Saturday, June 27, 2009

Steve Jobs and his Tennessee liver transplant


With all this talk about Michael Jackson, I decided that it was time to blog about another celebrity: Steve Jobs (co-founder of Apple). We know that a few months ago, Jobs underwent a liver transplant in Tennessee. He's been battling pancreatic cancer and he's been on medical leave for some time. He lives in California, so you may be wondering: why did he have liver surgery in Tennessee?

Let me introduce you to something called the MELD (Model for End-Stage Liver Disease) score. The MELD system was implemented February 27, 2002 to prioritize patients waiting for a liver transplant. MELD is a numerical scale used for adult liver transplant candidates. The range is from 6 (less ill) to 40 (gravely ill). The MELD score is calculated based on these 3 blood tests:
  • INR (international normalized ratio)
  • Bilirubin
  • Creatinine (Cr)

Here's how the MELD score is calculated = (0.957 * ln(Serum Cr) + 0.378 * ln(Serum Bilirubin) + 1.120 * ln(INR) + 0.643 ) * 10

You'll see that common liver enzymes such as AST and ALT are not a part of this equation. We also don't look at GGT or Alk Phos. The INR is reflective of the liver's ability to produce the proper clotting factors, so it's shows how the liver is functioning. You may be wondering why creatinine (a marker of kidney function) is used in the MELD score. The reason is because kidney dysfunction is often associated with liver failure. You may have heard of hepatorenal syndrome (HRS), which is kidney failure in the setting of cirrhosis or liver failure. Anyway, let's return to MELD. The four MELD levels are:
  1. greater than or equal to 25
  2. 24-19
  3. 18-11
  4. less than or equal to 10
Now let's talk about United Network for Organ Sharing (UNOS). UNOS uses a computerized point system to distribute organs in a fair manner. Recipients are supposed to be chosen primarily on the basis of medical urgency. Is there a way to beat the system?

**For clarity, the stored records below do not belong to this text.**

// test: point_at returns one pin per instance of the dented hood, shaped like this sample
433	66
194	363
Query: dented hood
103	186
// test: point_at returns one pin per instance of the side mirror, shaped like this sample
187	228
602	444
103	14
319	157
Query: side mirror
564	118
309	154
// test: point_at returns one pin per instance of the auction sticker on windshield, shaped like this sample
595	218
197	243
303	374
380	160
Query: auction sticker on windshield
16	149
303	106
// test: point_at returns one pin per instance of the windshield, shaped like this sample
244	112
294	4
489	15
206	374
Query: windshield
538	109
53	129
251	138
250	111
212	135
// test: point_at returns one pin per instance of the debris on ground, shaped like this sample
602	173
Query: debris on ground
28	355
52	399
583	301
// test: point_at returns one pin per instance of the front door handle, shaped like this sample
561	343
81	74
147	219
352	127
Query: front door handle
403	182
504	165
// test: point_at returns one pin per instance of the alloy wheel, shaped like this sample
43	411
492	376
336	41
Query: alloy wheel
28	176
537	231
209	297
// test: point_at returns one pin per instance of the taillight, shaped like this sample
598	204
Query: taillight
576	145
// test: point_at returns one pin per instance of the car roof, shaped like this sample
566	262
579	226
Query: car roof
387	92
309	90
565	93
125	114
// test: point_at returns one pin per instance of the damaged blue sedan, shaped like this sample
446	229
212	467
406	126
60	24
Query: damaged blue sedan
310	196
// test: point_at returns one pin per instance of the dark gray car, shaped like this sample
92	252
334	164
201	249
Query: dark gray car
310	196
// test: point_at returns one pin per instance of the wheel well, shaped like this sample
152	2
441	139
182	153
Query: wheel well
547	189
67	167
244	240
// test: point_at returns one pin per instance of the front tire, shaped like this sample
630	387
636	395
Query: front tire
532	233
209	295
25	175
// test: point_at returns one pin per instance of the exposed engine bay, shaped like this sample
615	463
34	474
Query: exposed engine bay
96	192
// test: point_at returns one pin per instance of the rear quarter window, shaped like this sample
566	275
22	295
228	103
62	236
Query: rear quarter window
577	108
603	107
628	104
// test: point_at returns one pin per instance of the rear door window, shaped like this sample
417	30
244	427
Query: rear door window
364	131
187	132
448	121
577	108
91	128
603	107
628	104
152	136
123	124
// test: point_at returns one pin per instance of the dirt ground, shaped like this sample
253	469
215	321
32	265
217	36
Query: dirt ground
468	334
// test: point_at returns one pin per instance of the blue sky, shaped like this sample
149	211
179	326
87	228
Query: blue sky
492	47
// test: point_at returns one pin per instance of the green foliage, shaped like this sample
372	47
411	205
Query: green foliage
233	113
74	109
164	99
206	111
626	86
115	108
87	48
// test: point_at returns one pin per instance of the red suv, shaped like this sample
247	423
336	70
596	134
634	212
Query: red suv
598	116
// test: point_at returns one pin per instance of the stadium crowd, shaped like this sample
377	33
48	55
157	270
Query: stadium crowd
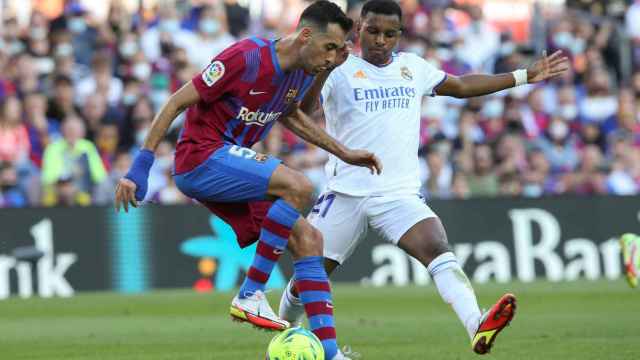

So the big question is: did Steve Jobs use his money to somehow "cut the line" and get a liver transplant ahead of others? Can money buy you better health care? I think we all know the answers, but we may not wish to admit them. USA Today writes, "Jobs' liver transplant shows money can make a difference." If you have a high MELD score, that means you're really sick and you probably can't afford to travel very far. Most patients awaiting liver transplants can't afford to get on many waiting lists. If you have a ton of money, then you may have the luxury to get on multiple waiting lists.